The estrogenic isoflavones in soy are being promoted enthusiastically as health promoters. Although they appear to prevent breast cancer if supplied early, they may promote breast cancer at a later stage in life. Both human and animal studies suggest that soy may increase the risk of breast cancer.
Protein isolates from soy are used in powder mixes intended for meal-replacement drinks. These isolates are obtained by means of a high-temperature process that denatures the protein extensively.
In its damaged form, the protein is rendered low in nutritional value. Soy protein (and other protein isolates) cause negative calcium balance in humans and other animals and can contribute to the development of osteoporosis.
Soy protein isolates are still high in mineral-blocking phytates, thyroid-depressing phytoestrogens, and potent enzyme inhibitors.
Soy “milk” is used as a cow’s milk replacer, and is marketed for the general population. Soy milk is not the equivalent of milk from humans (or from cows, goats, or sheep).
Soybean oil is likely to be partially hydrogenated. This processing results in the formation of undesirable, unhealthy trans fatty acids in the oil, and in food products made with soybean oil. To date, the vital information about trans fatty acids is not included in the “Nutrition Facts” panel of food labels.
Soybean oil, as well as other soybean fractions, also may be from genetically altered soybeans.
I believe my reduction of this particular product had an impact on my cholesterol numbers.
At present, soy is among the major food allergens in the American diet. Individuals of all ages have developed soy allergies, attributable to the proliferation of soy and soy constituents in many commercially formulated products.
Since the Food and Drug Administration (FDA) approved a health claim for soy, many new soy-containing products have flooded the marketplace.
Infants fed soy milk formulas in order to avoid cow’s milk allergy, frequently develop allergy to soy. As soy is promoted aggressively and is available in increasing numbers of food and beverage products, the numbers of soy-allergic individuals are likely to increase, from lifetime over-consumption.

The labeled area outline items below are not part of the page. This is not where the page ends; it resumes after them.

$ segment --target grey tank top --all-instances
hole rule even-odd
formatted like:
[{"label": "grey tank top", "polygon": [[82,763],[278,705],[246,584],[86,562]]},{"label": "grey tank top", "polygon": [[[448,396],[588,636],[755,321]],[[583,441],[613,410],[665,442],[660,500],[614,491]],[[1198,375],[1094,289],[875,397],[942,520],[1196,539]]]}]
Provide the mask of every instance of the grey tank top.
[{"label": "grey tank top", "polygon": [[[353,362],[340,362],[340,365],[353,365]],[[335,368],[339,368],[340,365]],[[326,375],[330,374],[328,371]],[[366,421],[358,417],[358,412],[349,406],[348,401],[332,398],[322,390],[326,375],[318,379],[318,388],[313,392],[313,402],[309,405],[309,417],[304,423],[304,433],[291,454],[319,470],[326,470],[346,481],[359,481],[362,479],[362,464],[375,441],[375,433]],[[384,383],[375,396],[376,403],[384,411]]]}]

It is difficult to avoid soy and soy constituents unless one chooses basic foods and avoids processed ones. Even then, some soy gets into the diet, indirectly, from soy constituents in the feed of farm animal and farmed fish (in aquaculture).
FDA’s approval of the health claim for soy protein was in response to a petition by a leading soy producer. The soybean lobby exerts powerful clout. In addition, food and beverage processors favor soybean use because it is a low-cost filler, extender, and replacer in foods for humans and in feed for animal. It is a cost cutter that swells profits.

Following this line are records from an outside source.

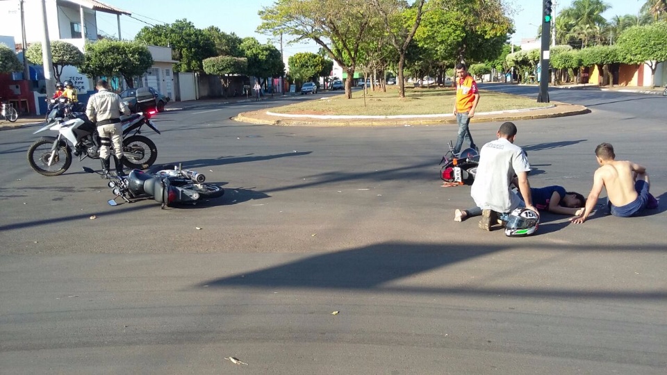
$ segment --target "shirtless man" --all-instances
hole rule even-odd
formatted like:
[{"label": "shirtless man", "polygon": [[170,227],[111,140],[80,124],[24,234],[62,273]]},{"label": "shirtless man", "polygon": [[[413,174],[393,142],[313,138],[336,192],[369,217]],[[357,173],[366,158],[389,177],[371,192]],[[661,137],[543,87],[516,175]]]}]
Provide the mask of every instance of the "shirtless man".
[{"label": "shirtless man", "polygon": [[657,205],[655,198],[648,192],[648,174],[646,168],[639,164],[615,160],[614,147],[602,143],[595,148],[595,158],[600,168],[595,171],[593,188],[586,201],[584,213],[573,217],[570,222],[581,224],[586,221],[598,203],[598,198],[604,187],[609,200],[611,215],[629,217],[650,206]]}]

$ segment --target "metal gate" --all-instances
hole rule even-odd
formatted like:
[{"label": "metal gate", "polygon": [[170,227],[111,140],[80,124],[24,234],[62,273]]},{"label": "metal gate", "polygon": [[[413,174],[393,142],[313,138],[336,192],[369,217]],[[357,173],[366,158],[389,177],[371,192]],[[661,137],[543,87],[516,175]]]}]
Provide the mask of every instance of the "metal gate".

In view of the overall evidence against soy, is the health claim justified? Previous health claims have been approved in response to commercial interests and similarly based on highly selective evidence.
One critic, Tom Valentine, observed in True Health that “no other dietary staple has so many anti-nutrient drawbacks as soy. Conversely, no other food has so many public relations firms and lobbyists working for it.”